I was able to read the text of PDFs using the Apache library pdfbox, pdfbox-app-2.0.25.jar
I used the tLibraryLoad component to load the jar.
Then used a tJava component to read the file
tJava Code:
/*
File file = new File("/opt/sample.pdf");
PDDocument document = PDDocument.load(file);
PDFTextStripper pdfStripper = new PDFTextStripper();
String text = pdfStripper.getText(document);
System.out.println("Text:" + text);
document.close();
*/
PDDocument document = PDDocument.load(new File("/opt/pdf.pdf"));
if (!document.isEncrypted()) {
PDFTextStripper stripper = new PDFTextStripper();
String text = stripper.getText(document);
System.out.println("Text:" + text);
}
document.close();
tJava Advanced Settings:
import java.io.File;
import org.apache.pdfbox.pdmodel.PDDocument;
import org.apache.pdfbox.text.PDFTextStripper;
import org.apache.pdfbox.text.PDFTextStripperByArea;
Hello,
Thanks for sharing this solution with us on community.
Best regards
Sabrina
I have used exact steps but unable to get it going
Exception in thread "main" java.lang.NoClassDefFoundError: org/apache/commons/logging/LogFactory
at org.apache.pdfbox.pdmodel.PDDocument.<clinit>(PDDocument.java:98)

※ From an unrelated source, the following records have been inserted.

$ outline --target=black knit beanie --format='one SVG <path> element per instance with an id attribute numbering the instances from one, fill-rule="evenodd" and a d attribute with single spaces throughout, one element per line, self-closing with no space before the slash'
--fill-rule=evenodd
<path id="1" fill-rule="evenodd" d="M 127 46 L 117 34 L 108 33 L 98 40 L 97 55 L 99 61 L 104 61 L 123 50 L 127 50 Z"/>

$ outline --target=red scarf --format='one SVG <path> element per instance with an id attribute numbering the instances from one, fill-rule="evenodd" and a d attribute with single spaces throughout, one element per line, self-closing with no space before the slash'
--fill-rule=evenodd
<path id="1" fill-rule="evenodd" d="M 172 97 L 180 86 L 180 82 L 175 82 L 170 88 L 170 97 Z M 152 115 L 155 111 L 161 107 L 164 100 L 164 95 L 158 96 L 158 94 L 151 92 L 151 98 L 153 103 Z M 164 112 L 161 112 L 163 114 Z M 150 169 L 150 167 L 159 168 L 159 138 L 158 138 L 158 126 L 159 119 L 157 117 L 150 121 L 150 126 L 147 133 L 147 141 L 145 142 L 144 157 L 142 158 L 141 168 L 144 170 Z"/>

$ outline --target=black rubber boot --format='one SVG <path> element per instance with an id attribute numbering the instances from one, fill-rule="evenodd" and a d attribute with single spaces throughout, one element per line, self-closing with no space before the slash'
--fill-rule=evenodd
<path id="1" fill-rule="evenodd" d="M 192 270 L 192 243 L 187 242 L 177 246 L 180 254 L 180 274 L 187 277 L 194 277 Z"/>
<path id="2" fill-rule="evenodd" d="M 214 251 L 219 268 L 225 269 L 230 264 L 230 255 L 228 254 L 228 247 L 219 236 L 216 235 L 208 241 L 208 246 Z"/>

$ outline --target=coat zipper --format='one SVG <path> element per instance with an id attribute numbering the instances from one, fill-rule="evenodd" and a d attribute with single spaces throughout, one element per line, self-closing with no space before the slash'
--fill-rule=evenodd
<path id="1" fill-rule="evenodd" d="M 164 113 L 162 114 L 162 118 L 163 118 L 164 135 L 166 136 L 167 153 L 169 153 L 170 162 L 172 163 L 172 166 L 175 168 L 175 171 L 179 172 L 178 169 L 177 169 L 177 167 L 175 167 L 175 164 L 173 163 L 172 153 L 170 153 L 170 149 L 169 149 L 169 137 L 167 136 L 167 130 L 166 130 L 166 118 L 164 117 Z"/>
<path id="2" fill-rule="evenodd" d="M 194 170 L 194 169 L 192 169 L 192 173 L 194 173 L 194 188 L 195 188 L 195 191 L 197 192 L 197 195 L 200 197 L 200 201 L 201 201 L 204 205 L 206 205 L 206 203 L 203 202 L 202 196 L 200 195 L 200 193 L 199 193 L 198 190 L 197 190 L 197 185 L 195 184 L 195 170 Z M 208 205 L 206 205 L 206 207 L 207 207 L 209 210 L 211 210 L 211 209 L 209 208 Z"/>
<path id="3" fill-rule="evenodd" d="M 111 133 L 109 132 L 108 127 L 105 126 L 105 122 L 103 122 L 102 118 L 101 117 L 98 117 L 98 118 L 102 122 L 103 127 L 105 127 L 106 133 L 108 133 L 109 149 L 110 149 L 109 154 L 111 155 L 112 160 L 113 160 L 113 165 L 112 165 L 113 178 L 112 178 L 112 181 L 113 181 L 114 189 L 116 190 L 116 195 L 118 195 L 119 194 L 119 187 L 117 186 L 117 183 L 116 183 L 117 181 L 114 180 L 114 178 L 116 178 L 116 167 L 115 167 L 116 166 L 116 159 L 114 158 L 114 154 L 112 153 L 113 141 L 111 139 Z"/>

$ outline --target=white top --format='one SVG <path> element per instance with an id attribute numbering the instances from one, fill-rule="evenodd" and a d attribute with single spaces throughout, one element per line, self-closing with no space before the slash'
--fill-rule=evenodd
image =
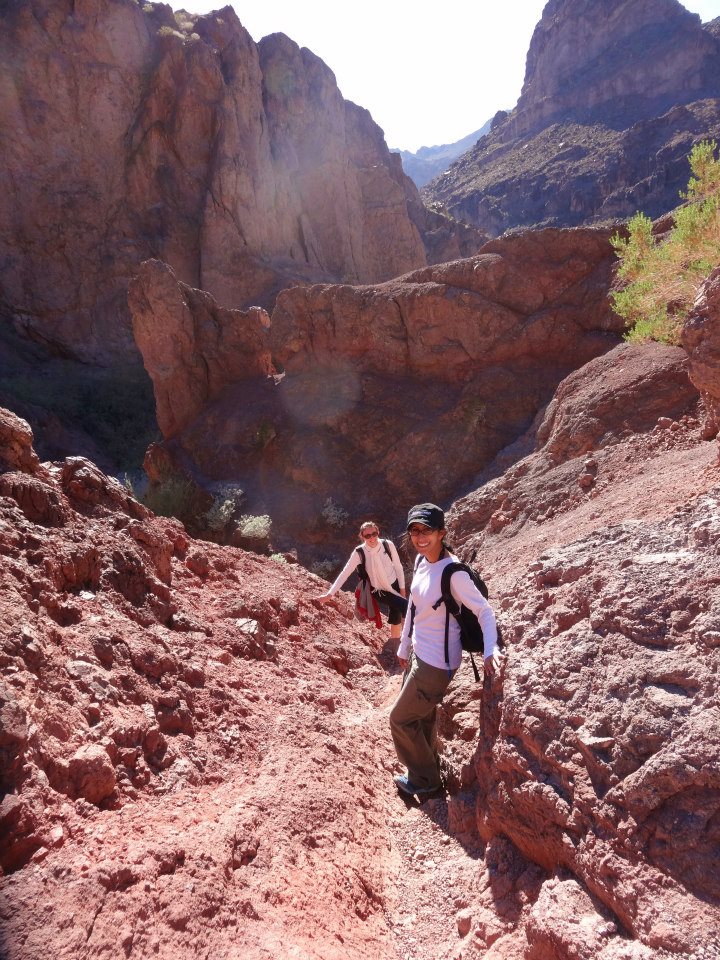
<path id="1" fill-rule="evenodd" d="M 368 546 L 367 543 L 364 543 L 360 549 L 365 554 L 365 569 L 370 579 L 370 586 L 375 590 L 387 590 L 388 593 L 397 593 L 392 585 L 397 580 L 401 590 L 405 587 L 405 571 L 400 563 L 400 557 L 398 556 L 395 544 L 392 540 L 386 540 L 385 543 L 390 550 L 390 556 L 385 553 L 385 548 L 379 539 L 376 546 L 371 547 Z M 336 594 L 350 574 L 355 573 L 359 564 L 360 557 L 357 555 L 356 550 L 353 550 L 350 554 L 350 559 L 328 590 L 328 594 L 331 596 Z"/>
<path id="2" fill-rule="evenodd" d="M 432 605 L 440 598 L 440 581 L 443 568 L 457 561 L 452 554 L 430 563 L 423 557 L 417 565 L 412 586 L 410 602 L 415 604 L 413 635 L 410 637 L 410 605 L 403 624 L 402 637 L 398 648 L 398 657 L 407 660 L 411 648 L 424 663 L 431 667 L 446 670 L 445 661 L 445 604 L 437 610 Z M 497 649 L 497 624 L 492 607 L 464 570 L 458 570 L 450 577 L 450 592 L 458 603 L 463 604 L 475 614 L 482 627 L 485 643 L 485 659 L 491 657 Z M 460 627 L 455 617 L 450 615 L 448 630 L 448 655 L 450 669 L 457 670 L 462 660 L 460 646 Z"/>

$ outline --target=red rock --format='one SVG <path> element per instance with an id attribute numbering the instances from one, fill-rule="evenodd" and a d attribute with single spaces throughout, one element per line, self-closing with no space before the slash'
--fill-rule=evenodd
<path id="1" fill-rule="evenodd" d="M 565 374 L 617 343 L 608 237 L 529 233 L 374 287 L 292 288 L 267 329 L 145 264 L 131 305 L 172 440 L 149 468 L 168 475 L 189 458 L 198 474 L 239 483 L 281 550 L 345 542 L 345 521 L 325 518 L 328 496 L 348 524 L 366 511 L 394 524 L 428 487 L 451 497 Z M 375 479 L 358 504 L 369 460 Z"/>
<path id="2" fill-rule="evenodd" d="M 720 431 L 720 270 L 715 269 L 698 291 L 682 329 L 682 345 L 690 358 L 690 378 L 705 404 L 703 434 Z"/>
<path id="3" fill-rule="evenodd" d="M 101 803 L 115 789 L 115 768 L 98 744 L 88 744 L 76 750 L 68 764 L 68 775 L 77 796 L 89 803 Z"/>
<path id="4" fill-rule="evenodd" d="M 32 446 L 30 425 L 10 410 L 0 412 L 0 466 L 35 473 L 40 461 Z"/>
<path id="5" fill-rule="evenodd" d="M 0 38 L 0 283 L 16 328 L 52 350 L 134 360 L 125 295 L 151 257 L 247 308 L 420 266 L 421 230 L 431 256 L 479 246 L 422 210 L 318 57 L 282 34 L 254 43 L 231 7 L 23 0 Z"/>
<path id="6" fill-rule="evenodd" d="M 660 415 L 678 429 L 656 430 Z M 449 796 L 422 808 L 391 781 L 399 678 L 347 597 L 321 608 L 298 564 L 137 518 L 84 467 L 43 478 L 58 496 L 71 478 L 63 526 L 0 498 L 6 949 L 714 949 L 720 491 L 686 361 L 620 346 L 537 419 L 449 514 L 461 554 L 480 551 L 508 654 L 483 688 L 454 680 Z M 70 777 L 88 755 L 115 776 L 95 802 Z"/>

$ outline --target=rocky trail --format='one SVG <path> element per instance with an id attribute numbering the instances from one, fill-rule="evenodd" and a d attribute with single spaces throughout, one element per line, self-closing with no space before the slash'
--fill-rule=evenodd
<path id="1" fill-rule="evenodd" d="M 454 505 L 508 648 L 456 676 L 422 806 L 348 595 L 3 411 L 3 957 L 716 960 L 720 488 L 683 376 L 592 361 Z"/>

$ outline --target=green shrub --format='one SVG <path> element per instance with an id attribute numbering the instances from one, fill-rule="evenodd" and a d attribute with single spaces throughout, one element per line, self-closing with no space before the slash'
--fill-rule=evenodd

at local_project.test_0_1.test.tJava_1Process(test.java:501)
at local_project.test_0_1.test.tLibraryLoad_1Process(test.java:415)
at local_project.test_0_1.test.runJobInTOS(test.java:804)
at local_project.test_0_1.test.main(test.java:642)
Caused by: java.lang.ClassNotFoundException: org.apache.commons.logging.LogFactory
at java.base/jdk.internal.loader.BuiltinClassLoader.loadClass(BuiltinClassLoader.java:581)
at java.base/jdk.internal.loader.ClassLoaders$AppClassLoader.loadClass(ClassLoaders.java:178)
at java.base/java.lang.ClassLoader.loadClass(ClassLoader.java:521)
... 5 more